Maxine se mit à rougir et se jeta sur Loïc qui l’esquiva mais la rattrapa in extremis pour éviter qu’elle ne tombe avec son appareil dans les mains.
Depuis le matin, ils avaient plus ou moins fait exprès d’éviter tout contact physique prolongé. Et là, en l’espace d’une seconde, tous les deux ressentirent comme un léger courant électrique. Lui comme elle respiraient forts comme s’ils venaient de faire un effort physique intense.
« Ouah… Merci. Faut qu’on se remette au sport, nous deux. »
Loïc ferma les yeux. Il n’aurait pas été en public, il aurait relancé la machine comme Max l’avait fait la veille. Il rouvrit les yeux. Maxine était toujours dans ses bras et continuait de le fixer.
« Non, monsieur, ce n’est absolument pas une bonne idée. Ni le moment, ni le lieu. »
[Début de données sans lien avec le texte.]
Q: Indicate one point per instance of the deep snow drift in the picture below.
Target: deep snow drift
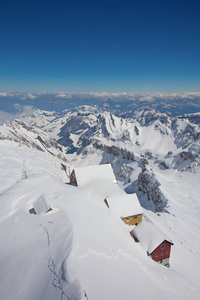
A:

Loïc l’aida à se redresser.
« C’est juste que ça m’a fait repenser…
— À hier. Je sais. C’est très bizarre, mais je sais. J’ai encore des photos à prendre du côté de l’enclos des pandas. Et après, je pense qu’on va pouvoir rentrer. On a des choses à faire ce soir, tous les deux, avant d’aller dormir. » fit Maxine dans un regard espiègle.